第6話 隣街へ①
隣街へと出発する日になった。
とうとうこの日が来てしまった。
本当に行きたくない…
でも、アーノルドさんがいるのが救いだった。
朝、出発の挨拶をして、皆に見送られながら私達は隣街へと出発した。
隣街へは馬車での移動になる。
護衛の方は前方と後方におり、盗賊などの襲撃に備えていた。
盗賊を恐れて、商会のロゴの入っていない、一般用の馬車を借りている。
なるべく目立たないようにサラお嬢様も平民の装いだった。治安が悪い訳ではないけれど、この時期は商会の出入りが多いので、それに伴い盗賊に狙われる危険も増える。特に今回はサラお嬢様も同行する為、警備には力を入れている。
馬車の中では、サラお嬢様とルーカス、向かい側にアーノルドさんと私が隣り合わせで座ってていた。
耐えきれない空気感だったらどうしよう、と胃の辺りを押さえながら、不安でたまらなかった。
が、意に反して、馬車が動き出すと、和やかな雰囲気となった。
サラお嬢様が普段と同様に、気さくにルーカスやアーノルドさんや、私にも話しかけてくれる。
それに相槌をうったり、答えたりする形ではあるけれど、表向きは楽しく過ごすことができた。
私とルーカスは、お互いに目を合わせないようにしている。どうしてもぎこちない雰囲気になってしまう。
サラお嬢様は、そんな私達の様子など気にも留めていないようだった。お嬢様の考えていることは分からない。きっと、貴族の方は、私達とは感覚が違うのかもしれない。
隣街へ到着した後は、サラお嬢様達は交渉の為に貴族邸へと向かうことになっている。
私は交渉の場には参加しないので、宿で待機したり、自由に過ごして良いと言われている。
皆を見送った後、ほっと胸を撫で下ろし安堵する。
このまま宿にいようかなとも考えたけれど、せっかくなので、少し街を歩いてみることにした。
この時期は、様々な商会の方達が訪れているので、街には活気が溢れてる。
父から聞いた通りだった。とても賑やかで、確か柑橘系のジュースが名物だと言っていた。

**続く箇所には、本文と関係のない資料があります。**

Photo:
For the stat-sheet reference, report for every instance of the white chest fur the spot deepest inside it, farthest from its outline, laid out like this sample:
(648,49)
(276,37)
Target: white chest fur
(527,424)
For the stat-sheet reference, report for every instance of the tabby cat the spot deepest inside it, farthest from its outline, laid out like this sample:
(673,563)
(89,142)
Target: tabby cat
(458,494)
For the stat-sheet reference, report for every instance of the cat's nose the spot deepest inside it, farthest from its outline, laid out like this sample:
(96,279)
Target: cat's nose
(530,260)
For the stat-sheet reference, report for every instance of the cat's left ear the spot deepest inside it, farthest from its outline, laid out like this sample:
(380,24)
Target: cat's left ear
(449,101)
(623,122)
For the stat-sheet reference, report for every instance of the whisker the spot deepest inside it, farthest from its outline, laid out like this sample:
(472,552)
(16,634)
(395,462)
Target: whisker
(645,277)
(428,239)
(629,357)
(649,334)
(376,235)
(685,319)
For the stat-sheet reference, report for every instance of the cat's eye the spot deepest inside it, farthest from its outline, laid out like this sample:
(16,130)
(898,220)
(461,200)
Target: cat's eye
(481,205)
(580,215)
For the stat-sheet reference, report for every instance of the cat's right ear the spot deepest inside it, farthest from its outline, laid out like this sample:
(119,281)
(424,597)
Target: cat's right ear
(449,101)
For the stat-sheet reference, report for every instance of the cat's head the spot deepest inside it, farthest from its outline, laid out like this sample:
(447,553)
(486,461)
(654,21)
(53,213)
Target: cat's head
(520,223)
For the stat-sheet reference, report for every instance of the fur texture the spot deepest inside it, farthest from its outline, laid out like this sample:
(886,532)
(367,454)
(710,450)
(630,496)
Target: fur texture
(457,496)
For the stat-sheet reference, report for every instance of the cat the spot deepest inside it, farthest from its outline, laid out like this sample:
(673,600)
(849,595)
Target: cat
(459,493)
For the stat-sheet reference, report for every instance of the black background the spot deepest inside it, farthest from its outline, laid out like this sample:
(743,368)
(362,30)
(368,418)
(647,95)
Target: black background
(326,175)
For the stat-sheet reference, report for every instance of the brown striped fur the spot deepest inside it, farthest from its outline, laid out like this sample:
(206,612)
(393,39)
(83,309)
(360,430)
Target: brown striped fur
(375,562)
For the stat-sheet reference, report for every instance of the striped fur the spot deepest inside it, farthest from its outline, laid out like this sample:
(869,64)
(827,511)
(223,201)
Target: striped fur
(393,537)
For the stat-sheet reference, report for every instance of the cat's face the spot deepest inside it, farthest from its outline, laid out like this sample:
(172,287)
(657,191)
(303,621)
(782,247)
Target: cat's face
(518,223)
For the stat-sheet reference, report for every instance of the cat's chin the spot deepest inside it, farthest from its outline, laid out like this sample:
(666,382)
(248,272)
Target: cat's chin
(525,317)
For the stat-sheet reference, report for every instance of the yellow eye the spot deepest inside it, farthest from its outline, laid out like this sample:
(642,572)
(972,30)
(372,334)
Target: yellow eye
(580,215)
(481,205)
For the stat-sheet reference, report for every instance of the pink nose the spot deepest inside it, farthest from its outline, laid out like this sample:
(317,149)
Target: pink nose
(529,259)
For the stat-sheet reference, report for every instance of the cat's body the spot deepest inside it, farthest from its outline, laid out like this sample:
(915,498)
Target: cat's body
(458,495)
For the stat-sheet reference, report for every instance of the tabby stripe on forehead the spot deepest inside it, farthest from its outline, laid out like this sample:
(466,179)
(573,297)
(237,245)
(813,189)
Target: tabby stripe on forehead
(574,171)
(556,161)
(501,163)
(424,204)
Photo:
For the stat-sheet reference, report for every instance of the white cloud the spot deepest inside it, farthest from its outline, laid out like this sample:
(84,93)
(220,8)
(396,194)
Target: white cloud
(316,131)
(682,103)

ちょうど喉が渇いたので、私はグレープフルーツジュースを購入した。程よい酸味が喉を潤す。
周囲を見回すと、同じようにドリンクを片手にお店を見てまわっている人が多い。皆、お土産を購入するのだろう。
お土産……。
そうだわ、エミリオに、何かお土産を買って帰ろう。
あの日、落ち込んでる私を励ましてくれた日を境に、エミリオと会う頻度が多くなった。
特に何をするでもなく、ただ一緒に歩いたり、買い物をしたり、その日のことを話したりするだけなのだけれど、私にとっては唯一の心の救いとなっていた。
友人にお土産を買うのは、別に普通のことだよね。
私は、誰に許しを求めているのか分からないけれど、言い訳を自分に言い聞かせて、お店を見て回った。
ふと、出店の一つに、便箋や万年筆が並んでいるのが目に留まる。
そうだわ、エミリオは書類仕事も多いと言っていたわ。
お世話になっているし、ちょっと奮発してこの万年筆をプレゼントしよう。
万年筆には、イニシャルが刻んであった。私はエミリオのE の文字が刻んである万年筆を購入した。エミリオは、喜んでくれるかな。
自分にも可愛い花柄の便箋を。
父へは、限定の紅茶を。
いつも父は隣国の紅茶をお土産に買ってきてくれていたから。
せっかくのお土産なのに、紅茶は苦手だと子供ながらに文句を言っていたけれど。いつのまにかその紅茶が好きになっていた。
成長と共に、好みが変わるのも不思議なものね。
今度は、私が紅茶を父に渡そう。私がルーカス達と隣街へと行ったと知れば、色々な意味で驚くはず。
心配をかけたくなくて、今回のことはまだ報告していなかった。お土産を渡す時に驚かそう。私は、もう大丈夫だって。
従業員皆へは、お土産として柑橘系味のクッキーを購入した。
お土産を購入し終えると、エミリオや父へ渡す時のことが楽しみになった。ウキウキとした気分で足取りも軽く、宿へと戻った。
とても浮かれていて、サラお嬢様やルーカスと一緒だということを忘れかけていた。